Re di Germania dopo Alberto viene eletto nel 1440 il cugino Federico III, cui è affidata anche la tutela del nipote Ladislao, nato da poco. Dalla madre, Elisabetta di Lussemburgo, Ladislao eredita le corone di Boemia e di Ungheria, e Federico ne assume la reggenza, senza riuscire a esercitarvi autorità effettiva.
Dopo la morte di Ladislao, nel 1457, la situazione si fa ancora più critica: nel 1458 in Boemia, diventa re Giorgio di Podebrady e in Ungheria è incoronato Mattia Corvino, che arriva fino a condividere la corona boema, a occupare Vienna (1485) e a candidarsi alla successione imperiale. Dopo la morte di Mattia, Boemia e Ungheria sembrano ormai sfuggite agli Asburgo, poiché finiscono entrambe sotto il controllo degli Jagelloni, in via di espansione fra Lituania e Polonia.

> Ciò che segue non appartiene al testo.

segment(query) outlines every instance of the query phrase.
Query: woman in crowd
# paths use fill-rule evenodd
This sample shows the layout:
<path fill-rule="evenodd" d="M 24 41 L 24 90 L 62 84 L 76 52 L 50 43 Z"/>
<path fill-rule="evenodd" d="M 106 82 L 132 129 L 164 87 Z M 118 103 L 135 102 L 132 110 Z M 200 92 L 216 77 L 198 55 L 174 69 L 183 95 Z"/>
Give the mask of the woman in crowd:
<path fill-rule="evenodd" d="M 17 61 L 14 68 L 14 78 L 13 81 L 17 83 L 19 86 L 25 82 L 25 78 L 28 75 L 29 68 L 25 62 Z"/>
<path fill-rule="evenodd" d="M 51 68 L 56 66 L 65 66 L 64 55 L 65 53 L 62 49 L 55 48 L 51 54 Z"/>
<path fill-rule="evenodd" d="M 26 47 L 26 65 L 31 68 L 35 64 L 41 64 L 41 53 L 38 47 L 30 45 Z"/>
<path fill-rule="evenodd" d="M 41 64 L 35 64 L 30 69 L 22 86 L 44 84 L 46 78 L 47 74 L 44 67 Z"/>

Ma nel frattempo la tenace costruzione asburgica non si è arrestata: nel 1448, Federico III definisce in forma concordataria i rapporti con la Chiesa di Roma e nel 1452 è incoronato imperatore; nello stesso anno consolida le proprie posizioni, anche economiche, grazie al matrimonio con Eleonora del Portogallo; sopravvive al fratello, che gli contendeva l’eredità austriaca, ereditandone i domini; infine combina un matrimonio che porta alla casa d’Austria anche i Paesi Bassi: quello del figlio Massimiliano con Maria, figlia di Carlo I di Borgogna, in cerca di appoggio nella guerra contro il re di Francia.
Massimiliano I d’Asburgo
Massimiliano, eletto e incoronato re dei Romani già dal 1486, diventa imperatore dal 1508, con una procedura che esclude definitivamente la tradizionale consacrazione pontificia.

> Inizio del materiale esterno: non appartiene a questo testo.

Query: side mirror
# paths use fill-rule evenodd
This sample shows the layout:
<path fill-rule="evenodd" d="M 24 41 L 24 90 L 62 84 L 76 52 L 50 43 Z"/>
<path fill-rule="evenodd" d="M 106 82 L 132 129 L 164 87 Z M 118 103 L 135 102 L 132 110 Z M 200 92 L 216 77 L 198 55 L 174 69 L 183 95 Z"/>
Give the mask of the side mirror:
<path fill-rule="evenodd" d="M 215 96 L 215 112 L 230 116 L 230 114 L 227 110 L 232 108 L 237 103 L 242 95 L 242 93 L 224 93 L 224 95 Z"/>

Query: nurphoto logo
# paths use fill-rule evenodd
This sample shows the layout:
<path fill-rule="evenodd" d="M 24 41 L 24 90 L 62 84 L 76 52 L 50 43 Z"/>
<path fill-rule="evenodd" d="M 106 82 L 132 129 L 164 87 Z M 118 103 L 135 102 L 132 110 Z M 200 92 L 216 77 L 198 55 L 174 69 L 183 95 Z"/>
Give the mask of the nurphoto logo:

Massimiliano raccoglie e rilancia la politica dinastica dei suoi predecessori, giungendo a dominare su un’estensione territoriale senza precedenti: dal 1482, morta Maria di Borgogna, governa i Paesi Bassi per conto del figlio Filippo; nel 1490 eredita i domini del ramo tirolese della dinastia; quindi riprende l’Austria inferiore agli Ungheresi e più tardi si accorda con gli Jagelloni assicurandosi la successione ai troni di Boemia e Ungheria (trattato di Presburgo, 1515); nel 1493, alla morte del padre, diventa re di Germania ed entra in possesso degli altri domini familiari; nello stesso anno volge le proprie mire in direzione dell’Italia settentrionale, sposando in seconde nozze la figlia del duca di Milano, Bianca Maria Sforza; quindi si imparenta con la monarchia iberica e con i Savoia mediante i matrimoni della figlia Margherita. Il capolavoro dinastico di Massimiliano è però rappresentato dall’unione fra il figlio Filippo e la regina di Castiglia e León, Giovanna: sarà questa, la combinazione che porterà il nipote, Carlo V, a capo della più formidabile concentrazione territoriale della prima età moderna.

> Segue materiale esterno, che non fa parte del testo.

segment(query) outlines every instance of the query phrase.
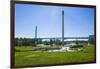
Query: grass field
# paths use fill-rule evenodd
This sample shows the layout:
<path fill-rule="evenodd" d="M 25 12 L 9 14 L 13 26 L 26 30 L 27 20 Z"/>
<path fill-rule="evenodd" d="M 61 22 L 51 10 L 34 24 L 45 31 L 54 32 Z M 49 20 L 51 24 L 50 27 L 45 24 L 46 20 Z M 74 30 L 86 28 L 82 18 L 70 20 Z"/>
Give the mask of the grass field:
<path fill-rule="evenodd" d="M 17 50 L 32 50 L 38 47 L 15 47 Z M 39 47 L 41 48 L 41 47 Z M 45 65 L 94 61 L 94 46 L 84 46 L 80 52 L 15 52 L 15 65 Z"/>

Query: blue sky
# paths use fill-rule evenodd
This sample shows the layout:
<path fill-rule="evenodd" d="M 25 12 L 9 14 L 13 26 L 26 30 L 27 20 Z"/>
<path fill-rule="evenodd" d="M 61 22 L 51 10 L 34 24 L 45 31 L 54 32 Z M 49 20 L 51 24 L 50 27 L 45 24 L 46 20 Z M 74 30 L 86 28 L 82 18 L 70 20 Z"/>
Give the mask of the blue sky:
<path fill-rule="evenodd" d="M 65 37 L 94 34 L 94 8 L 46 5 L 15 5 L 15 37 L 61 37 L 64 10 Z"/>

Ai successi dinastici non corrisponde però un reale incremento della presa effettiva di Massimiliano sui territori imperiali. La sua intensa attività bellica, la necessità di difendere l’impero su più fronti (compreso quello sud-orientale, esposto alla combattività ottomana) lo rendono particolarmente dipendente dall’appoggio dei principi, ottenuto in cambio di contropartite che cristallizzano l’antico dualismo fra imperatore e stati territoriali, e vanificano i tentativi fatti da Massimiliano (e poi da Carlo V) per riformare l’organizzazione dell’impero, malgrado l’introduzione di qualche efficace strumento di governo e l’avvio di un’efficiente rete burocratica.
I fallimenti imperiali mostrano come i principati territoriali siano ormai troppo radicati, ma confermano anche che l’attitudine delle famiglie imperiali a occuparsi prevalentemente dell’ampliamento dei propri domini dinastici si è spinta troppo oltre, perché l’impero possa avviare un processo di centralizzazione.Le procedure del rafforzamento statale, d’altro canto, sono da tempo in corso all’interno dei principati territoriali, dove si servono di strumenti non dissimili da quelli contemporaneamente impiegati dalle maggiori monarchie europee: la disciplina dei corpi politici interni, il controllo delle cariche ecclesiastiche, il rafforzamento dell’organizzazione militare e delle strutture amministrative e finanziarie.